There's "The Fallen Faced Man." Though easily seventy years old, his body has not even begun to fail him. He strolls about with a powerful but leisurely gait and a wardrobe that belies years of physical labor and working class values. I would notice him no more than anyone else if not for the fact that his face does not seem to cling to his skull, as if he were wearing a rubber Halloween mask while sitting too close to a camp fire.

There's "Homeful Mike" who I did once talk to. I say he's "homeful" because, though he conducts himself with the small army of homeless folk that populate my part of the city, he has a modest apartment a few blocks over.

There's "Chinese Guy" who is black but wears a conical reed hat and rides a dilapidated bicycle, reminding me very much of an extra from any movie set in nineteenth century Shanghai.

There's "Scooter Lady," who, unlike The Professor, I'm pretty sure is an academic. I see her at the coffee shop most of the times I go in there but have never spoken to her. I only remember her because I have seen her pull up time after time on a four stroke motor scooter, though she seems to own quite a few of them as I'm sure I've never seen her on the same one twice.

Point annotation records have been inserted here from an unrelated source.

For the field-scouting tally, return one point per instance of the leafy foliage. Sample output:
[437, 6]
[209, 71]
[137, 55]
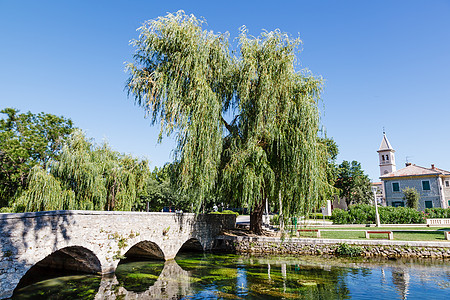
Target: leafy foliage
[365, 214]
[87, 177]
[437, 213]
[187, 80]
[27, 140]
[162, 190]
[411, 196]
[353, 184]
[345, 249]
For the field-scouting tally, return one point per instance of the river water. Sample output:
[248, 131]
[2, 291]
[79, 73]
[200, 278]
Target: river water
[227, 276]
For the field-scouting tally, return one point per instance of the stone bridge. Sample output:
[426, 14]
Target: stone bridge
[95, 241]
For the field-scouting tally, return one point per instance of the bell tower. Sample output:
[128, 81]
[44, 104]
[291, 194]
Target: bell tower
[386, 157]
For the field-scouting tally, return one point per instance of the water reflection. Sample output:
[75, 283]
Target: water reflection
[200, 276]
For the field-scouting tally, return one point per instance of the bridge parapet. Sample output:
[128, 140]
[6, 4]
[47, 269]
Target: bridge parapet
[105, 237]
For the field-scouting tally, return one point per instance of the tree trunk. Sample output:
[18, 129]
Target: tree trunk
[256, 217]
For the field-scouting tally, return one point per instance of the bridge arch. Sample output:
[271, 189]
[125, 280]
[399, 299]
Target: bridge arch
[73, 258]
[145, 249]
[191, 245]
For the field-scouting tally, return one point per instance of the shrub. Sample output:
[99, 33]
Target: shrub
[339, 216]
[437, 213]
[225, 212]
[275, 220]
[365, 214]
[411, 196]
[347, 250]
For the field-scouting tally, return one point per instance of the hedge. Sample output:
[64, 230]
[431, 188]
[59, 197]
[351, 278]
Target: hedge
[365, 214]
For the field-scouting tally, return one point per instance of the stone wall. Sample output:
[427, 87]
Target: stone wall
[95, 238]
[304, 246]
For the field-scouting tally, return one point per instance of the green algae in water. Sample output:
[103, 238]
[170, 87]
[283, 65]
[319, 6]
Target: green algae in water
[67, 287]
[138, 276]
[201, 276]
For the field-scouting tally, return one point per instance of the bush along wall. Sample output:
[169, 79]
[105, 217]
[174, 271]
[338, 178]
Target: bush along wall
[437, 213]
[365, 214]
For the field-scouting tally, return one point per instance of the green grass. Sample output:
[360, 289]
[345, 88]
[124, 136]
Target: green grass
[400, 233]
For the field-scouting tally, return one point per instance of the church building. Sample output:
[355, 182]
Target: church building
[433, 184]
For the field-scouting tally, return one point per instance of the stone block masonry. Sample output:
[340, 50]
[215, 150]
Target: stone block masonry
[95, 241]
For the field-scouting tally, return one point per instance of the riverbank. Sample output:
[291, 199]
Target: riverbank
[317, 246]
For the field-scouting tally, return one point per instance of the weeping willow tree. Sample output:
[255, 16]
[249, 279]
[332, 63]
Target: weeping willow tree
[85, 177]
[187, 80]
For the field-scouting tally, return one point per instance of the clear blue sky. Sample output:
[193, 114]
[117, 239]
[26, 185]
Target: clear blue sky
[386, 63]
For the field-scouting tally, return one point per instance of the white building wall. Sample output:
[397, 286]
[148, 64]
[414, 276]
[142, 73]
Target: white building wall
[431, 195]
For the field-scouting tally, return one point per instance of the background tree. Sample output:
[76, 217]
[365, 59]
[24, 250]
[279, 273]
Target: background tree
[353, 184]
[27, 140]
[162, 191]
[85, 176]
[186, 79]
[411, 196]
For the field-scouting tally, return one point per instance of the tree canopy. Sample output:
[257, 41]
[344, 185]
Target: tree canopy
[87, 177]
[187, 79]
[411, 196]
[27, 140]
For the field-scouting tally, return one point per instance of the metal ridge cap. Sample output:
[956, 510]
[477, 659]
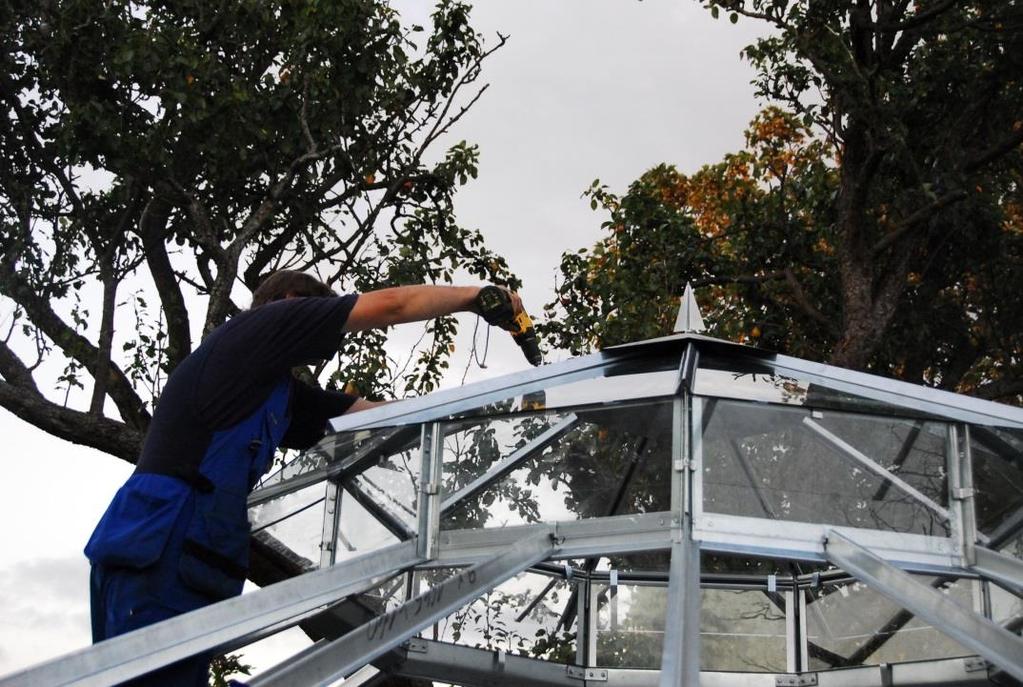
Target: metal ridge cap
[383, 415]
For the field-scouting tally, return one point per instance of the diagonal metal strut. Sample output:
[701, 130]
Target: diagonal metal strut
[360, 646]
[138, 652]
[990, 641]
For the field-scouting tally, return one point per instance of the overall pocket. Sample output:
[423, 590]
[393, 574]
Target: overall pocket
[215, 552]
[134, 531]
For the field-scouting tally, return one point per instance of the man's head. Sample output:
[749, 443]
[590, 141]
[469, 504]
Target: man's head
[288, 284]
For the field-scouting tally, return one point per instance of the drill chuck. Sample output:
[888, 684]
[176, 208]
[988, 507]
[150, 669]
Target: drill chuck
[495, 306]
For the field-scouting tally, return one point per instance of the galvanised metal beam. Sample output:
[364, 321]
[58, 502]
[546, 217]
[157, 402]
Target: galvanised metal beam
[871, 464]
[508, 463]
[360, 646]
[464, 666]
[481, 668]
[387, 443]
[915, 397]
[577, 539]
[680, 653]
[1004, 569]
[444, 404]
[223, 624]
[997, 645]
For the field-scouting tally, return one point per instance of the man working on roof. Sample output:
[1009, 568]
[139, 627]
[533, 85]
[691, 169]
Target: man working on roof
[175, 537]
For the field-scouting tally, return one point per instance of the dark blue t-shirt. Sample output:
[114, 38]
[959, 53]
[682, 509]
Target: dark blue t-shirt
[234, 370]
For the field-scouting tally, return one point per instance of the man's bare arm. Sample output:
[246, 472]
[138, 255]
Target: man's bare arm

Finally, there's "The Crackwhore," who's designation needs explanation only insomuch as I've noticed her wardrobe has, in the past year, gone from dumpster dive chic to Salvation Army vogue. She still has a dozen, obviously fabricated, stories as to why she needs a dollar. She still gets belligerant when turned down and she never has the wherewithal to remember that she's asked you for money twice a week for nearly four years and never had any success.

I see each of these people, on average, about twice a week. I wonder if they notice me or am I, unlike them, not obviously unique enough to discern from the vulgar mass. I wonder how many other people I pass each day, every day, and never really see. How many times have I stood in line, crossed the street, waited for the bus or shared a counter at the diner with the same handful of folks and never even seen them. Is there someone else out there that notices me each time I buy a cup of coffee of cut across the church parking lot, someone that has their own internal nickname for me and that I never recognize. Could The Professor or Scooter Lady pick me out of a lineup? I know that The Crackwhore probably couldn't.

The world may be smaller than we imagine.

1 comment:

Lifecruiser said...

That sounded like reality yes... We all actually choose loneliness by our own behaviour, in one way or another.

Lifecruiser have twoneliness ;-)

The world may be small, but as long we're not smallminded it would be good enough for me. Problem is that it is. smallminded.